ISLAMABAD (Reuters) - Pakistan and the United States have agreed to resume joint intelligence operations against Islamist militants, the Pakistani foreign ministry said on Friday, in a first step toward rebuilding trust between the two countries.
The announcement came a week after U.S. Secretary of State Hillary Clinton pressed Pakistan’s civilian and military leaders to take decisive steps against militant groups operating in the country after the discovery of Osama bin Laden in a garrison town.
“There will be joint operations. These could be intelligence sharing,” Foreign Ministry spokeswoman Tehmina Janjua told Reuters.
Asked whether Pakistan would allow U.S. troops to conduct operations along with their Pakistani counterparts, she said she would not go into details.
However, she added: “Obviously the question of sovereignty is supreme to us and everything will be done through consultations.”
A U.S. official traveling with Clinton during her visit to Islamabad last week suggested at the time there could be special operations to attack militants in Pakistan, seen as a threat to not just foreign forces in Afghanistan, but also Western interests elsewhere.
Bin Laden’s discovery and killing by American special forces in a garrison town just 50 km (30 miles) from the capital Islamabad on May 2 raised fresh doubts about Pakistan’s reliability as a U.S. partner against militancy.
Joint intelligence operations between Pakistan and the United States since 2001 have led to the arrest of several key al Qaeda and Taliban figures in Pakistan.
However, such operations had been frozen since January following the arrest of CIA contractor Raymond Davis for shooting to death two Pakistanis.
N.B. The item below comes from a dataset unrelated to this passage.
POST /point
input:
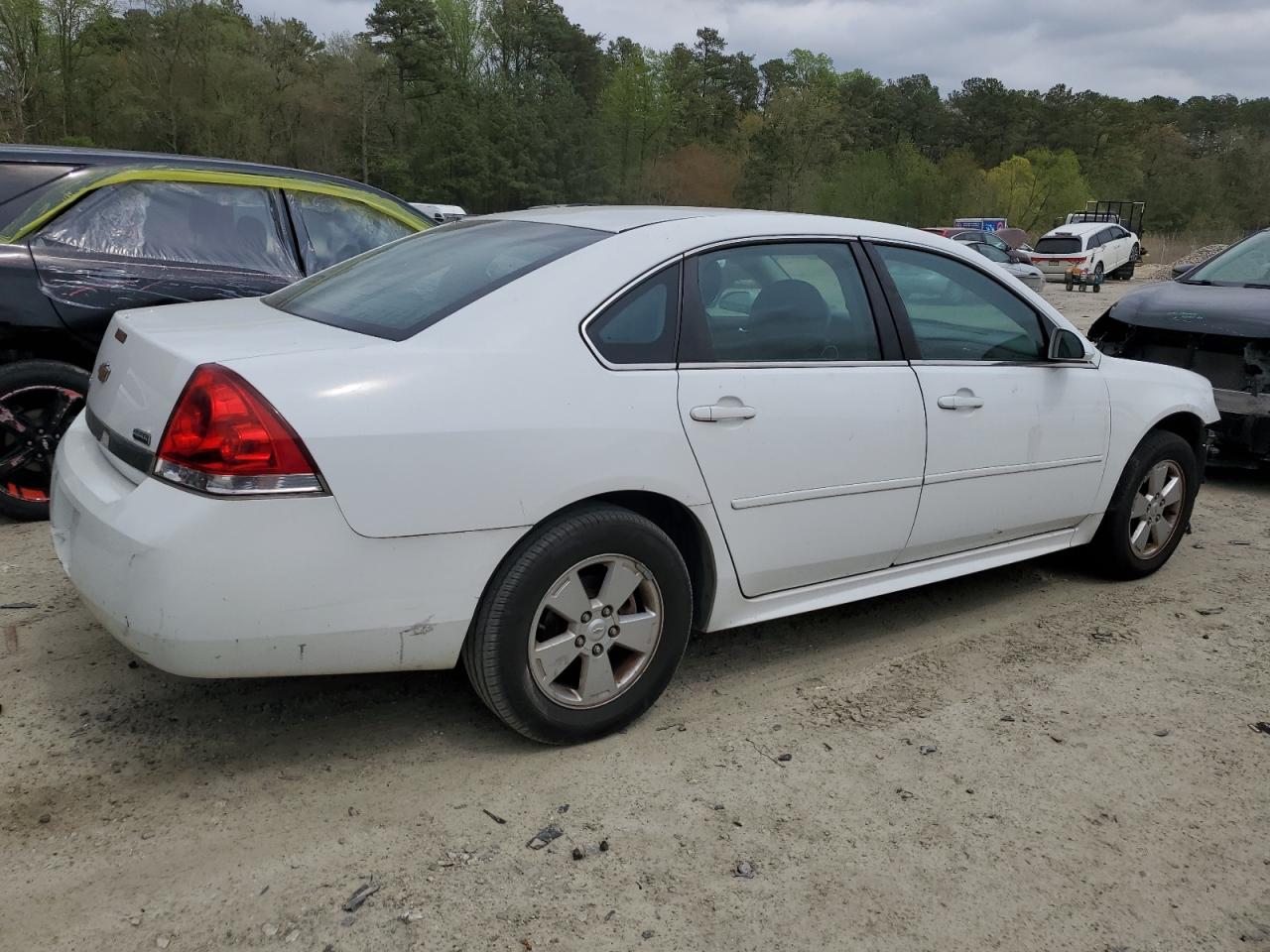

Davis was finally released after the paying of monetary compensation to the heirs of slain people under an Islamic law prevalent in Pakistan.
A Pakistan analyst said resumption of joint operations was a “step in the right direction” but both uneasy allies need to do a lot more to mitigate their mistrust.
“It shows they are trying to restore their confidence in each other and trying to get the best possible results through a joint approach rather then pursuing individual approaches,” said Talat Masood, a security analyst and a retired general.
“(But) mistrust won’t go away right away. ... We have to wait and see how this is implemented.”
Washington sees Islamabad as a critical ally in its efforts to stabilize war-ravaged Afghanistan but their relations have always been shrouded in mistrust and suspicions.
In a sign of continuing difficulties in ties, Pakistan has asked the United States to halve the presence of military trainers, numbering around 130, stationed in the country.
U.S. Joint Chiefs of Staff Admiral Mike Mullen told reporters in Washington on Thursday that there would be a significant cutback in the number of U.S. trainers, but it was “not going to zero.”